[Date Prev][Date Next][Thread Prev][Thread Next][Date Index][Thread Index]

Re: [Condor-users] question about preemption policy



On 6/6/06, Ilya Narsky <narsky@xxxxxxxxxxxxxxx> wrote:

In our condor pool, we would like the negotiator to preempt user A's jobs
in favor of users with lower priority factors only if user A takes more
than 25% of the cpu's and leave user A's jobs running otherwise. Can this
be accomplished?
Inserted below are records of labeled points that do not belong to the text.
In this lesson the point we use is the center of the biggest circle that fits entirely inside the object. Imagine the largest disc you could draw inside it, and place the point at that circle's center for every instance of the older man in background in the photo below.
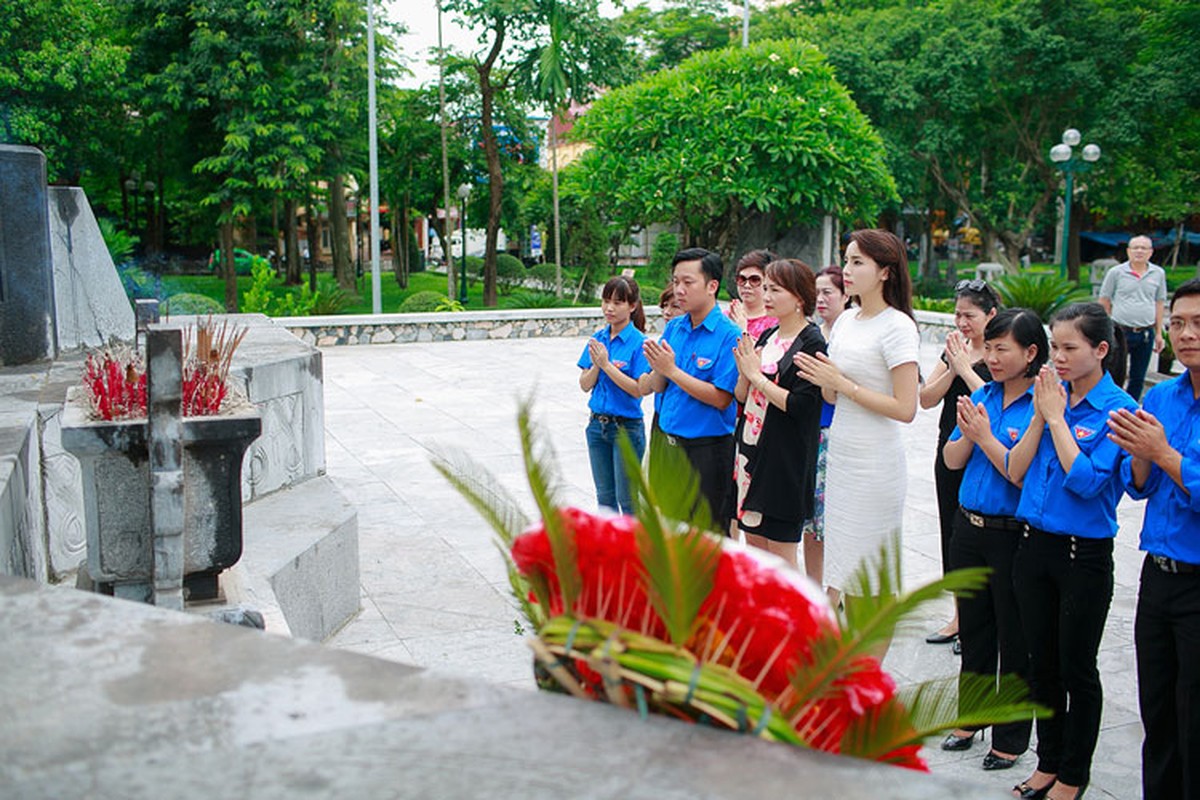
(1134, 294)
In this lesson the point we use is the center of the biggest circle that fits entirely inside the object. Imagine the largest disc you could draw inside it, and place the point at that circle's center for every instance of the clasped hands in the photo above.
(748, 358)
(660, 356)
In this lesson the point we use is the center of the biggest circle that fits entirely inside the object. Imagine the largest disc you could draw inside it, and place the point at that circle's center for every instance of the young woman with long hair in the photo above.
(960, 371)
(779, 428)
(985, 529)
(1071, 483)
(611, 364)
(870, 376)
(832, 301)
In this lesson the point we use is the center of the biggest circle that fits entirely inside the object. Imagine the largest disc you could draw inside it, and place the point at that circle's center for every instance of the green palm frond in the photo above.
(677, 569)
(485, 494)
(676, 485)
(877, 603)
(543, 474)
(501, 510)
(921, 711)
(869, 623)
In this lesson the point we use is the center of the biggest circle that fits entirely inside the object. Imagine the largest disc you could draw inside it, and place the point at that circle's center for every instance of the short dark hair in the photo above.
(885, 248)
(756, 258)
(1186, 289)
(978, 292)
(709, 262)
(834, 274)
(797, 280)
(1097, 326)
(1026, 329)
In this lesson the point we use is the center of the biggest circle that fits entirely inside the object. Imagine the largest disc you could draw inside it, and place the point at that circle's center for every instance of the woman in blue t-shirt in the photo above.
(1071, 483)
(987, 531)
(612, 362)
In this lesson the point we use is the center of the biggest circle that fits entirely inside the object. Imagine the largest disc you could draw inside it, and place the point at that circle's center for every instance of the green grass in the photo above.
(359, 301)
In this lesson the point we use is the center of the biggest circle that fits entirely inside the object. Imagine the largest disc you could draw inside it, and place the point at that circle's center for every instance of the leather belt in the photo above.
(699, 441)
(1173, 566)
(618, 420)
(984, 521)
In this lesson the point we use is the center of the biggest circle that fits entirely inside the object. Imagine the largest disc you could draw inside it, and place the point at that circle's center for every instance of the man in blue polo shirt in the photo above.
(1163, 439)
(693, 367)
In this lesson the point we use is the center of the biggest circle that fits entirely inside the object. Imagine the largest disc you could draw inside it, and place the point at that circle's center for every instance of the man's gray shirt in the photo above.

What are the condor variables that can be used to specify
PREEMPTION_REQUIREMENTS? We are using condor 6.7.18.  Thanks, Ilya

A vm (in the current condor sense of the word) can only service one job at once.
If you want (as I understand it) to have a job remain running if it is
a low CPU intensive task and allow another one to run at the same time
then you must have two VM's (or if you have a 2 way SMP machine 4 VM's
etc.) where one VM is for low CPU jobs only and the other is for high
CPU load ones*

The trick is in ensuring that the relevant jobs go to the proper
places. If your jobs are very well segmented (one set will always be
low CPU utilization) the others always high then you can achieve this
if your users mark and direct their jobs appropriately, if not you
have no way to control it.

On a side note, and not wanting to be teaching the sucking of eggs,
this setup is often not the best for throughput. Since most tasks tend
to be either CPU, memory, disk or network bound then even though the
job seems to 'only' be taking 25% CPU time the other factor may well
slow down the other more CPU intensive job more than you expect. Of
course in a non checkpointing environment where you need less latency
on those high CPU jobs it may be that the reduction in preemption
costs outweighs the reduction in theoretical ideal throughput.

As far as condor goes if you wish to use preemption to reduce latency
on certain jobs the best** way to reduce this cost is to get some form
of checkpointing (even if done by hand via the signal mechanisms in
the vanilla universe). Obviously this will sometimes just not be
possible.

Matt

* Note that in an ideal world the second vm would be for _either_ job
type but there are some nasty subtle behaviours that would make trying
to achieve this tricky

** By this I mean probably the best in real world benefit but, in some
ways more importantly, the best way to leverage condor to avoid
fighting with rather than working with it